Create in Cuba: Industrial Design Exposition
HAVANA TIMES, Dec. 4.- An industrial design exposition with the works of 15 Cuban designers uses the most unusual materials to create lamps, tables, chairs, and other artifacts of interior decoration. The “Create in Cuba” show is now open to the public at the Villena Art Gallery in the Plaza de Armas of Old Havana through the end of December.
The show includes the finalist entries of a contest sponsored by the internationally recognized design magazine Design Boom(www.designboom.com) and three Cuban cultural institutions dedicated to promoting design and the plastic arts: the Caguayo Foundation, The Visual Arts Development Center and DEKUBA Design.
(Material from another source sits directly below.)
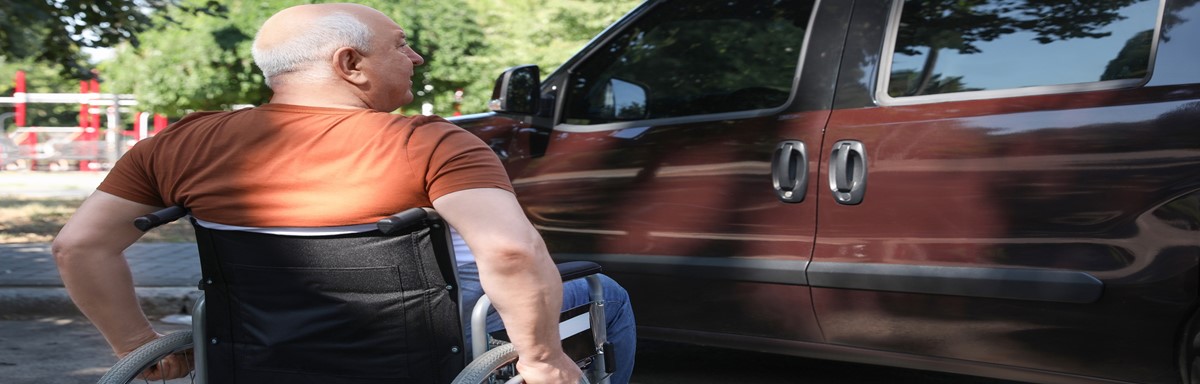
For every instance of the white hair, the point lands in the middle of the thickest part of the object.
(300, 54)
Using all types of materials and recyclables to create new useable objects is nothing foreign to the Cuban population, which lived a severe economic crisis in the nineties. And while this show seeks an esthetic superior to those that motivated the Cuban inventiveness of the 90s, there is still present a lot of the survival and ingenuity developed by the island’s residents to deal with shortages.
Glass bottles, pieces of wire, water pipes, buckets, bicycle parts, umbrella skeletons and plastic bottle tops are some of the materials used by the creators of the 15 pieces on display.
A total of 40 works were presented to the jury and 15 were selected as the finalists. The competition was not conceived to make awards, but instead only to select the finalists for the showing.
The evaluation of the works was in the hands of a multi-national jury made up by famous designers on the world scene: Stephen Bayley (Great Britain), Italian Birgit Lohmann, editor of DesignBoom and Cubans Gonzalo Cordoba, National Design Award 2003, and Pedro Contreras, Luis Ramirez Jimenez and Miguel Garces Noguera.